Germany Loses Challenge to Toy Chemical Values
(CN) - Germany must adjust limit values in toys for arsenic, antimony and mercury, but the decision by EU regulators on lead values is flawed, the General Court ruled Wednesday.
The challenge stems from a new toys directive that the EU adopted in 2009, laying down new limit values for heavy metals and other chemical substances present in toys.
Germany voted against the directive because it felt that its national limit values for lead, barium, antimony, arsenic and mercury offered a higher level of protection.
It requested permission to maintain its old values, but the European Commission rejected that request in 2012 with regard to antimony, arsenic and mercury.
As for lead and barium, the commission said Germany would have to change its limit values after July 21, 2013.
Germany sued to have that decision annulled, and the General Court let the country maintain the five limit values in question as the case advanced.
In mostly confirming the commission's decision Wednesday, the court said Germany failed to show that its "limit values, which correspond to the old EU standard, ensure a higher level of protection than the new European limit values."
The decision is not available in English.
In the new directive for arsenic, antimony and mercury, there is consideration of "migration limits, the risk to health being regarded as linked to the quantity of a given harmful substance that may be released by a toy before being absorbed by a child," the court said in a statement.
"In addition, that directive lays down three different migration limit values, defined by reference to the type of material present in the toy (namely, dry, brittle, powder-like or pliable material, liquid or sticky material, and scraped-off material)," the court continued (parentheses in original). "The German limit values are, for their part, expressed in terms of bioavailability.
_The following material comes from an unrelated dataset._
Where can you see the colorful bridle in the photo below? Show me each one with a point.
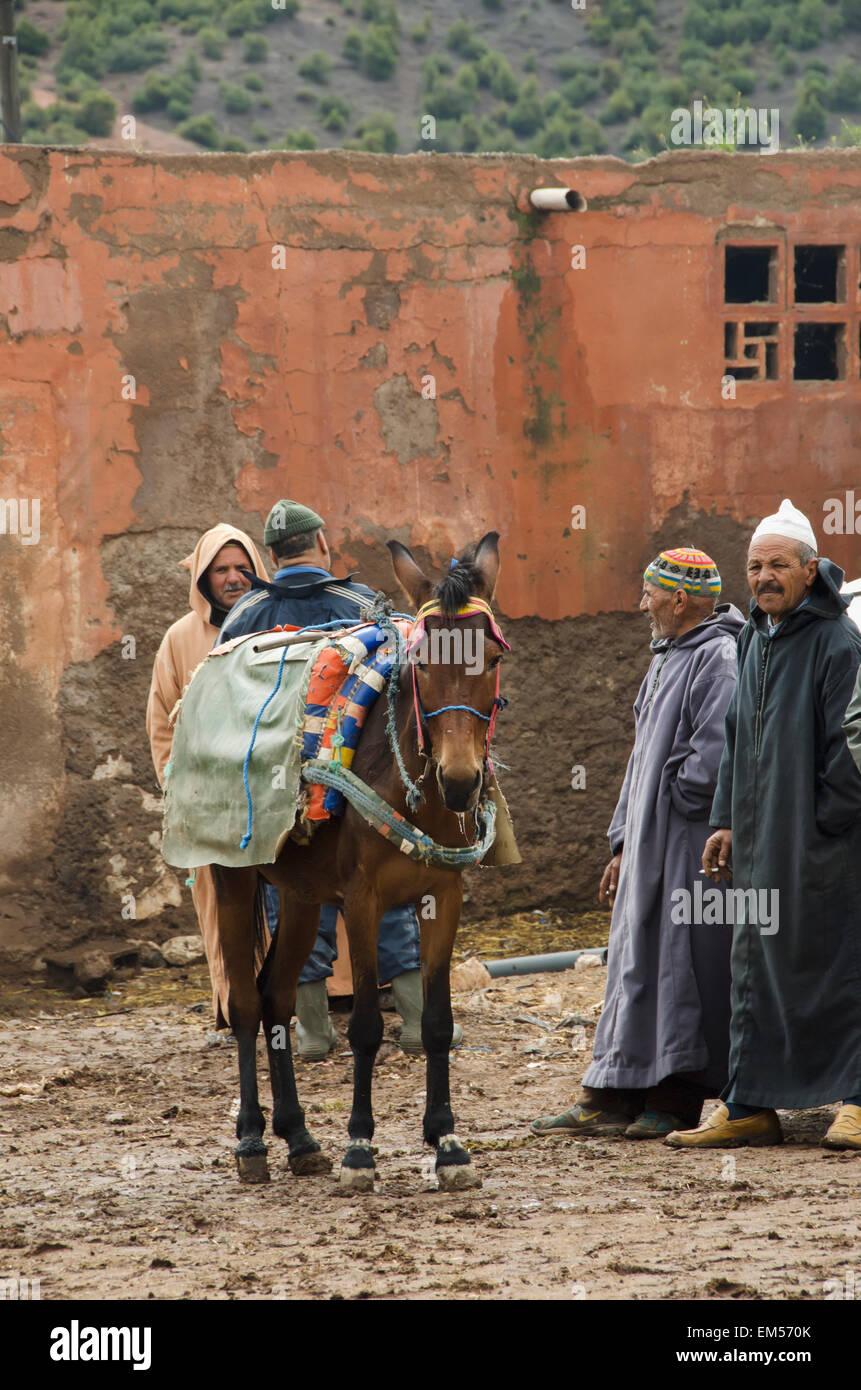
(434, 609)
They define the maximum permissible quantity of a chemical substance which may, as a result of the use of the toys, be absorbed and be available for biological processes in the human body."
The court also noted that Germany's "limit values are applicable to all types of toy, irrespective of the consistency of the material of the toy in question."
But the commission's data makes clear "that, for liquid or sticky material and for dry, brittle, powder-like or pliable material, the German limit values, converted into migration limit values on the basis of the EN 71-3 standard, are significantly higher than those in the new directive, while the migration limit values laid down in that directive for scraped-off material are higher than those that result from the conversion of the bioavailability limit values laid down in the notified national provisions."
"Germany cannot claim, therefore, that the new directive authorises higher migration of harmful substances than that permitted in Germany, that children are accordingly more exposed to those substances and that this fact 'on its own' demonstrates that Germany has credibly established that its limit values ensure a higher level of protection than the new directive," the statement continues. "The General Court observes, in addition, that scraped-off material is less readily accessible by a child than dry or liquid material."
Since the German limit values do not distinguish between the consistency of the materials of which a toy is composed, "the Commission cannot be criticised for having rejected" the country's request, according to the ruling.
In annulling the commission's decision with regard to lead, however, the court took issue with the "internal contraction" caused by the different July 2013 deadlines.
"The contested decision amounts, in terms of its practical effect, to a negative decision, even though the commission found that the conditions for approving the continued application of the national limit values for lead were satisfied," the court said.
Germany withdrew its challenge to the barium issue, the court noted.